Rozumiemy, że to dziedziczenie odbywa
się w naturalny sposób. Tendencją grzechu jest nie tylko łamanie
charakteru moralnego, lecz także osłabianie i niszczenie organizmu
fizycznego, podczas gdy pobożność, choć nie jest w stanie naprawić
i zrekompensować skutków grzechu, może je powstrzymywać i utrzymywać
w pewnej mierze w ryzach. Pismo Święte przeczy także teorii
reinkarnacji w następującym oświadczeniu (Rzym. 5:12): "Przetoż
jako przez jednego człowieka grzech wszedł na świat, a przez
[w wyniku] grzech śmierć, tak też na wszystkich ludzi śmierć
przyszła, ponieważ [w którym] wszyscy zgrzeszyli [stali się
grzesznikami]" - dziedzicznie. A skoro dziedzicznie, to
nie jak utrzymuje orientalizm, mormonizm i teozofia w wyniku
jakiegoś poprzedniego istnienia i grzechu dziecka.
Całą sprawę rozstrzyga doktryna okupu,
co jest łatwe do sprawdzenia: gdyby bowiem nasze obecne wady,
z którymi przychodzimy na świat, były wynikiem grzechów popełnionych
w jakimś poprzednim istnieniu, śmierć naszego Pana nie mogłaby
ich usunąć, co obaliłoby doktrynę o okupie. Doktryna ta niezmiennie
wiąże się z doktryną o Adamie stworzonym jako doskonała ludzka
istota i że to grzech i potępienie przez łańcuch naturalnych
narodzin przeszły na wszystkich jego potomków. Okup ("równoważna
cena") złożony przez naszego Pana Jezusa był życiem człowieka
za życie człowieka: tak jak przez człowieka przyszła śmierć,
tak przez człowieka nastąpi powstanie z umarłych (1 Kor. 15:21).
Ponieważ okupowa ofiara naszego Pana była pełną i równoważną
ceną i wyrównaniem grzechu ojca Adama, stała się ona zatem równowagą
wszystkich skutków jego grzechu pojawiających się u jego potomków
- i w ten sposób wszyscy zostaliśmy odkupieni przez jedną ofiarę
Chrystusa - "sprawiedliwego za niesprawiedliwych"
(1 Piotra 3:18).
CZY WSZYSTKIE CHOROBY POCHODZĄ OD
DIABŁA?
Coraz więcej chrześcijan - łącznie z tymi,
którzy odmawiają przyjmowania jakichkolwiek lekarstw - dochodzi
do wniosku, że wszystkie choroby są bezpośrednim wynikiem grzechu
i dziełem szatana, a więc pobożne życie powinno zapobiegać chorobom.
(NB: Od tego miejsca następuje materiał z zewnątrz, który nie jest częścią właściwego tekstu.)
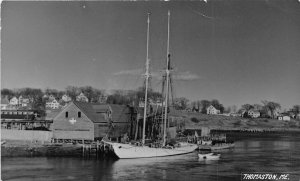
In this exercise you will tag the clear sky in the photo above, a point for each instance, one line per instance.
(234, 51)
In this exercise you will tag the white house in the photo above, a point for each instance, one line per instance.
(23, 101)
(54, 104)
(66, 98)
(51, 98)
(284, 118)
(212, 110)
(82, 98)
(253, 113)
(4, 103)
(14, 101)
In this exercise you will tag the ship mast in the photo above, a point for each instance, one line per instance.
(147, 75)
(167, 84)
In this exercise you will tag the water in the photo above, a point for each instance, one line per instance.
(266, 153)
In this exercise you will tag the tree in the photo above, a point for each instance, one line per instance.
(271, 107)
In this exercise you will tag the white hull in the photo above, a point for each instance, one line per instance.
(209, 156)
(132, 151)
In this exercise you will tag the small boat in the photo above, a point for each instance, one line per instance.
(222, 146)
(209, 156)
(142, 150)
(3, 142)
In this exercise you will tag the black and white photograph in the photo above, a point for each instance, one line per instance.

Uważając, że w ogóle nie należy używać lekarstw, lecz wprost
przeciwnie należy zanieść do Boga modlitwę o przebaczenie grzechu,
za który dana choroba jest karą, i że w nagrodę za skruchę i
okazaną wiarę należy spodziewać się uleczenia dolegliwości.
Dziwi nas jak ci chrześcijańscy przyjaciele
odbierają tę lekcję. Skoro z takiego punktu widzenia patrzą
na wszystkie choroby, podobnie jak uczniowie doszliby zapewne
do wniosku, że człowiek z urodzenia niewidomy urodził się takim
z powodu grzechu - jeśli nie swego własnego, to swych rodziców,
ponieważ z takiego stanowiska tłumaczą sobie wszystkie choroby.
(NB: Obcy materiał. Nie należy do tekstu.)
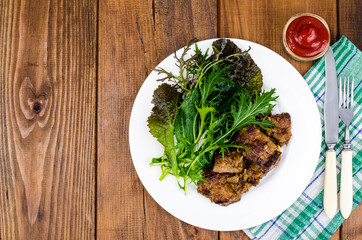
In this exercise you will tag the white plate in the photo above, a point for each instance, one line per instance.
(276, 191)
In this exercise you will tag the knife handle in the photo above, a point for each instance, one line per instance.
(346, 194)
(330, 185)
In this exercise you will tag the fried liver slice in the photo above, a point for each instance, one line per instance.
(234, 175)
(259, 146)
(221, 188)
(281, 132)
(231, 162)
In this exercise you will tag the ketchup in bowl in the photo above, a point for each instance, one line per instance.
(306, 37)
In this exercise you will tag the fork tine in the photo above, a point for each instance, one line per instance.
(340, 93)
(352, 90)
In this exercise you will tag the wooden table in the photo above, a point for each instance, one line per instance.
(69, 73)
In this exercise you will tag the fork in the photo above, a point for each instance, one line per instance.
(345, 110)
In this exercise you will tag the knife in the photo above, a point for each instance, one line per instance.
(331, 134)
Są niestety tak zadowoleni z takiej konkluzji na ten temat,
że w przeciwieństwie do Apostołów nie pytają o zdanie Pana.
Nie słyszą oni udzielonej tu przez Niego odpowiedzi - że powodem
jego ślepoty nie był ani jego własny grzech, ani grzech jego
rodziców.
Gdyby byli badaczami Słowa, dostrzegliby
także liczne odniesienia Pisma Świętego, które wyraźnie wskazują,
że nieszczęścia nie zawsze są karą za grzechy: na przykład,
stwierdzenie naszego Pana dotyczące Galilejczyków, których krew
została zmieszana z ich ofiarami oraz tych, na których upadła
wieża w Syloe zabijając ich (Łuk. 13:1-5). Nasz Pan wyraźnie
podkreśla, że nieszczęścia te wcale nie oznaczały, iż ci których
one dotknęły byli bardziej grzeszni od innych. Podobnie było
w przypadku choroby i śmierci Łazarza. Nasz Pan oświadcza, że
nie było to wynikiem grzechu Łazarza, lecz zostało dozwolone
dla chwały Bożej. Tak też i w naszej lekcji oznajmia On (werset
3), że fakt, iż człowiek ten narodził się niewidomym nie był
spowodowany grzechem, lecz wprost przeciwnie: "żeby się
okazały sprawy Boże na nim".
Nie zaprzeczamy, że grzech często sprowadza
choroby. Wręcz przeciwnie, uznajemy ten fakt i potwierdzamy
ten pogląd słowami naszego Pana, skierowanymi do jednego z tych,
których uleczył: "Nie grzesz więcej, aby co gorszego na
cię nie przyszło" (Jan 5:14). Jest jednak duża różnica
między twierdzeniem, że wszystkie choroby są dziełem grzechu
i diabła a przyznaniem, że wiele z nich pochodzi i jest pogłębionych
przez grzech.
Jest jednak całkowicie niewłaściwym
przypisywanie mocy szatana wszystkich doświadczanych przez nas
trudności. Szczerze radujemy się, że pozostaje on ograniczony
i skrępowany, ponieważ w słabościach, z którymi się rodzimy,
znajdujemy wystarczająco dużo odziedziczonych złych skłonności
i niemocy, występujących nie tylko miedzy dzieckiem a rodzicem,
lecz także bliźnim a bliźnim. Możemy być naprawdę szczęśliwi,
że zwodnicza moc szatana nie może szkodzić naszym umysłom przeciwnie
do naszej woli i nie może jej łamać, chyba że dobrowolnie oddamy
ją sympatii i kontaktom ze złymi rzeczami. Możemy także być
zadowoleni, że choroby i śmierć dotykające człowieka nie są
zupełnie zależne od księcia ciemności; bo chociaż Pismo Święte
oznajmia, że moc szatana prowadzi do śmierci, pokazuje ono również,
że nie posiada on tej mocy w nieograniczonym stopniu, lecz może
ją stosować tylko w ramach Boskich ograniczeń. Jest to bardzo
wyraźnie pokazane w przypadku Joba i jego rodziny. Pismo Święte
uczy nawet, że moc i wpływ szatana są wynikiem działania w rodzaju
ludzkim adamowej śmierci, co sprawia że wszyscy podlegają oszustwom
i zwodzeniu szatana (Żyd. 2:14).
Przy okazji zauważmy, że przypadek Joba
jest kolejną ilustracją różnego rodzaju chorób i nieszczęść
nie będących karą za grzech, lecz raczej próbą wierności Bogu.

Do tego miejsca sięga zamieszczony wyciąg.